Boris Becker embraced an incredible journey in the fall of 1986, winning three indoor tournaments within three weeks on three continents! An 18-year-old German conquered Sydney, Tokyo and Paris, proving his skills on the fast indoor court and writing a beautiful tennis story.
A red-haired sensation burst onto the scene in 1985, conquering Queen's and Wimbledon and finishing just outside the top-5. Becker successfully defended his Wimbledon crown in 1986, beating Ivan Lendl in the final and writing history books.
Becker had a great run during the indoor swing from the end of September, losing one match and finishing the season as world no. 2 behind Ivan Lendl. Boris kicked off his incredible 21-day run at the Australian Indoor Championship in Syndey.
The German reached the final without losing a set, arranging the clash against world no. 1 Ivan Lendl. The young gun defeated the world's best player 3-6, 7-6, 6-2, 6-0 in two hours and 27 minutes, lifting his seventh ATP title and beating Lendl for the third time in four matches that year.

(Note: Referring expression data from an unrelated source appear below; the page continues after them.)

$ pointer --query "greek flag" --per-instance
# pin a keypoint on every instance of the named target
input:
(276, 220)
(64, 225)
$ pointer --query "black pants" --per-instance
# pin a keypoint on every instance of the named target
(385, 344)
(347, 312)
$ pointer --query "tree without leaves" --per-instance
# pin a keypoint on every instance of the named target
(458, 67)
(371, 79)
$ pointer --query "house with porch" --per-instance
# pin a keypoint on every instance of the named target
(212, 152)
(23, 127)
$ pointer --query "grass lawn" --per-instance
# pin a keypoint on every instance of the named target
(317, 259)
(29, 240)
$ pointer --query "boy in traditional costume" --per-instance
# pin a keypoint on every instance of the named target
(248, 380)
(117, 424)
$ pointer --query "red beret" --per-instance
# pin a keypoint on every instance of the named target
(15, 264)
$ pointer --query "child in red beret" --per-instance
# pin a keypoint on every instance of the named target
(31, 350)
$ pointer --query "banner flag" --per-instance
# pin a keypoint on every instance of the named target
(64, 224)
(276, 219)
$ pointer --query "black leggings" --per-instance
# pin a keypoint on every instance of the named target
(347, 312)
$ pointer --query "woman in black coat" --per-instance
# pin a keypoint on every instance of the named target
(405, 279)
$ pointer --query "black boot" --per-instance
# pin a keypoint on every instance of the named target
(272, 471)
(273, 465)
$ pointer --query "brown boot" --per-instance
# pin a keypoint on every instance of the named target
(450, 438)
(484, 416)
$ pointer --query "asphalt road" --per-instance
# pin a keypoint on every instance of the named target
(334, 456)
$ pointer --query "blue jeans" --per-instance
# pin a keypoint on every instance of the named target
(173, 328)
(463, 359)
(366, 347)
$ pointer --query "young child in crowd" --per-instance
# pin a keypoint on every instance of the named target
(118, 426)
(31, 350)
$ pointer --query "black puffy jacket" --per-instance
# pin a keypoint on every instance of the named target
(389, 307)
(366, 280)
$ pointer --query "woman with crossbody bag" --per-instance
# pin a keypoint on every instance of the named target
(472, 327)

Boris Becker won three ATP titles on three continents within three weeks.
Becker played better as the encounter progressed, firing 17 aces and delivering Lendl's fifth loss of the season. Ivan made a reliable start before Boris built a 3-0 advantage in the second set.
Lendl pulled the break back and reached a tie break, losing it 7-2 and bringing Becker back into contention. The youngster broke early in the third set and never looked back, taking it 6-2 and delivering a bagel in the fourth to celebrate the title.
The German traveled to Tokyo, eager to extend his run. Becker defeated three rivals from outside the top-30 and met legendary Jimmy Connors in the semi-final. The young gun scored a victory in three sets, setting the title clash against Stefan Edberg, who ousted Ivan Lendl in the semi-final.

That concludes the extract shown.